Prove that this greedy algorithm successfully computes the max flow of $G$, or show a counterexample.

Attempt

I originally believed this problem to be false as I've encountered a few examples of greedy algorithm being used to demonstrate incorrectness. But after thinking it over I realized I missed a crucial detail that differentiates this from any other graph greedy max flow attempts as this is a tree. I believe this very fact of it being a tree – no cycles! – makes the difference to allow this algorithm to work.

The reason why this works seems fairly obvious at first, yet I have a hard time convincing myself so.

By picking an arbitrary path from the root node to a leaf and augmenting flow, while this may effect the amount of flow that can be sent along a similar $s-t$ path that shares some edges from upper level, it should not alter the overall flow value sent to the sinks as whatever flow entering must reach the sink (leaves) (This detail is more apparently if I look at the tree using its recursive definition using subtree nodes).

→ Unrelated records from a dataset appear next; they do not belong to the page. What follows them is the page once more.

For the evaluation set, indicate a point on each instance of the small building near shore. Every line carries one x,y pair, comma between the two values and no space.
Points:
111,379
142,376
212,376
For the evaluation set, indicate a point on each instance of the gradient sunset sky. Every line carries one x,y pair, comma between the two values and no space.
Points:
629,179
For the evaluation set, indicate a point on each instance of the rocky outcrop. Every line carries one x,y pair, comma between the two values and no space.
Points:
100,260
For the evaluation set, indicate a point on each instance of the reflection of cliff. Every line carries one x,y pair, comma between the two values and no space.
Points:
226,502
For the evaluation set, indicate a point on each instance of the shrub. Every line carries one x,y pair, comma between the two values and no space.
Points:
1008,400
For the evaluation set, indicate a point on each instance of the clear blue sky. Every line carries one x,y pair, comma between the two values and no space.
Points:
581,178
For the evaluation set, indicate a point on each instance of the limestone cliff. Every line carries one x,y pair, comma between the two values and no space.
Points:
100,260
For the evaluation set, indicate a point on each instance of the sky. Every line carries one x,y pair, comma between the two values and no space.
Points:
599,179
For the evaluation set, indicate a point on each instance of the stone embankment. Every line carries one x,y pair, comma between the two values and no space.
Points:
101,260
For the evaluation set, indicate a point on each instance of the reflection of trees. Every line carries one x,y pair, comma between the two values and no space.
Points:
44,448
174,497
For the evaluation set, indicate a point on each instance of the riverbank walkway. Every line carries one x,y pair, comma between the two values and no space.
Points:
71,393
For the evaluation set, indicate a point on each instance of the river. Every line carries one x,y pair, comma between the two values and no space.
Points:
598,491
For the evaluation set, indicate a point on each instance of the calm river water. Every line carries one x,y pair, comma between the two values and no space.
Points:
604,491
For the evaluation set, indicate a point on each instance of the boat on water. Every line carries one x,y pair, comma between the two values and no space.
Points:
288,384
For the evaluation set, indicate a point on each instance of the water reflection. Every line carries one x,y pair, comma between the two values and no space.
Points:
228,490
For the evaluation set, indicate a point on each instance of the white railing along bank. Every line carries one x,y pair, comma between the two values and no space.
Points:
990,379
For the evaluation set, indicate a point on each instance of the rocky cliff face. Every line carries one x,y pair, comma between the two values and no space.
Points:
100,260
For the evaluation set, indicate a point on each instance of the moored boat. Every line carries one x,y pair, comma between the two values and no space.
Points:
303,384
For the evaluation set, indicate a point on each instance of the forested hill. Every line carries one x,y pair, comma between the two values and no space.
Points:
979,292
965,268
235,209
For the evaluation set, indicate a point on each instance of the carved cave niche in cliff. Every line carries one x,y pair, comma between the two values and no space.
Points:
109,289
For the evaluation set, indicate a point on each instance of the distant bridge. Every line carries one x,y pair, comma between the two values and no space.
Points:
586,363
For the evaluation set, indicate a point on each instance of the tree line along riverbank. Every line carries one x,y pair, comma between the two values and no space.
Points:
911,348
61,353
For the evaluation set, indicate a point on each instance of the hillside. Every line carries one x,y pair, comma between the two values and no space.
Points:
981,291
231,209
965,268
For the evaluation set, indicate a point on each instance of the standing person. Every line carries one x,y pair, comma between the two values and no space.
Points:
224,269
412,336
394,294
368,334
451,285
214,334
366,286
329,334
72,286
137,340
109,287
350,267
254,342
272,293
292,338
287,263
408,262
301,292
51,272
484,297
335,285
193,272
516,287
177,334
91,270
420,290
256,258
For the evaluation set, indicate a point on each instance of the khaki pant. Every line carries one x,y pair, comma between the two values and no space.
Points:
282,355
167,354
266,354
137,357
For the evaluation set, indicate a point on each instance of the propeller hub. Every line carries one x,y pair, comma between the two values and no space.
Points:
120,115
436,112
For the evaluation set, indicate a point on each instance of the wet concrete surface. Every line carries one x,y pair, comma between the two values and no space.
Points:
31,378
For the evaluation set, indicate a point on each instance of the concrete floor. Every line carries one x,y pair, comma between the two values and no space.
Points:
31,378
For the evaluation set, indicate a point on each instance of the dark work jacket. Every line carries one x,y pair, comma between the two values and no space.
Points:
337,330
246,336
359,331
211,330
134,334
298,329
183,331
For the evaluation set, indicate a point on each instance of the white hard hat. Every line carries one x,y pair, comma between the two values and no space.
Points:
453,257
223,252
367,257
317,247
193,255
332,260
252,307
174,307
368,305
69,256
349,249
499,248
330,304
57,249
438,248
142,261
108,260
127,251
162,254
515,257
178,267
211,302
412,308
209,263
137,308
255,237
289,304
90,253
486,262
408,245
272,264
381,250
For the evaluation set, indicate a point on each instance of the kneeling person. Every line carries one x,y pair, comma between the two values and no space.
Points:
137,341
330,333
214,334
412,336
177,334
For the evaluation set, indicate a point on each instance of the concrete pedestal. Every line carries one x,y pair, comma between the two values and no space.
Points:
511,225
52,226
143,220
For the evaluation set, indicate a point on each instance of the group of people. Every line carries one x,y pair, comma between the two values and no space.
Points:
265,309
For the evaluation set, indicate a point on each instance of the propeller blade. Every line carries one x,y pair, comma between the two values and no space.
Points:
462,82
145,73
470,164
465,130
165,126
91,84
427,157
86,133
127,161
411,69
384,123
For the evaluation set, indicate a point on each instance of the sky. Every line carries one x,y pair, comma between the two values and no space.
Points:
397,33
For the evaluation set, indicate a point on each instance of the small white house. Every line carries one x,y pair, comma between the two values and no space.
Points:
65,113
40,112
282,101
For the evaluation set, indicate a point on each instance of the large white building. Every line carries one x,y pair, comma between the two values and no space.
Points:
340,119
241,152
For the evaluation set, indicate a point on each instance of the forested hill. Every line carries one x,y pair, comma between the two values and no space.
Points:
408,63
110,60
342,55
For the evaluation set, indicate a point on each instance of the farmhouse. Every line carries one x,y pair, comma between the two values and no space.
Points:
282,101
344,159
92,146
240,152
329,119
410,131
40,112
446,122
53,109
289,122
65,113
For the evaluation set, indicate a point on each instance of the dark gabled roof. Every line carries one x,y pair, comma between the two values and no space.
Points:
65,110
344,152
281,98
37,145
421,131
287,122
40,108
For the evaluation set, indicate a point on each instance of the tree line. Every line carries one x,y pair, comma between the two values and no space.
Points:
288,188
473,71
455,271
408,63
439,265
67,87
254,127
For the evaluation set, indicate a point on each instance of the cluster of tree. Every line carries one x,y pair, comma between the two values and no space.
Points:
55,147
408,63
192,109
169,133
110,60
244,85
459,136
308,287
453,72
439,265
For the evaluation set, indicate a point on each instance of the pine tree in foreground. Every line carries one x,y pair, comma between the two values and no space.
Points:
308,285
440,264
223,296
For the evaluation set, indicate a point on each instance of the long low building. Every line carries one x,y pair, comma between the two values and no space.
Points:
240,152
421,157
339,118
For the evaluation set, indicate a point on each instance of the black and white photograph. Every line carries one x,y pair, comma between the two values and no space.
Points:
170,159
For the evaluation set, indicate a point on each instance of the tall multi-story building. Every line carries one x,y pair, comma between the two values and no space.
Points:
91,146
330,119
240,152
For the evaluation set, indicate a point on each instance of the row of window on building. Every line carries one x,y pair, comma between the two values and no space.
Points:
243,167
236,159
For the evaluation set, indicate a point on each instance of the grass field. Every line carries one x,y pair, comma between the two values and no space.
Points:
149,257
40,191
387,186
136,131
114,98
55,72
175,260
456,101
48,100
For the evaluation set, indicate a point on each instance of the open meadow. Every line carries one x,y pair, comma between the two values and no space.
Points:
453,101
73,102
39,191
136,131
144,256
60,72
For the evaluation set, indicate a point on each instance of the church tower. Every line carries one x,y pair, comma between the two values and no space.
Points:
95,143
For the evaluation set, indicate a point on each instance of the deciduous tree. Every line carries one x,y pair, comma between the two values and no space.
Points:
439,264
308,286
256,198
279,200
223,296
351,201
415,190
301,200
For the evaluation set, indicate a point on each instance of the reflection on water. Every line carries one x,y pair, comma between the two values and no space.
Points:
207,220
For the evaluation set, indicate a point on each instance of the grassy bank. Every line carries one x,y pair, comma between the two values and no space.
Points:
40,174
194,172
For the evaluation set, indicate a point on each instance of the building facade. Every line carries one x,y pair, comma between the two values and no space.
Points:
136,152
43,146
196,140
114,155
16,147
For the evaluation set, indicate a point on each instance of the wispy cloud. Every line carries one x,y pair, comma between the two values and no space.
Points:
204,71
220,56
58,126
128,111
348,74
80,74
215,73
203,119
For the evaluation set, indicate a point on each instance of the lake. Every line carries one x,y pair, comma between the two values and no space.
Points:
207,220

Since every node has only one in degree it is only receiving flow from one source only so it can simply distribute it to its children (if any) freely without having to concentrate hard to maximize flow in general graphs. We can simply repeat this process until the edges - either at top level at source or anywhere else in path - are full at capacity.

I think I have the basics to start the proof but I'm having problems formalizing it (not sure how to apply your usual greedy algo proof here since there technically is no "conflict" per se...). But then again, I could be wrong and be missing a counter example.

Any input would be appreciated. Thanks.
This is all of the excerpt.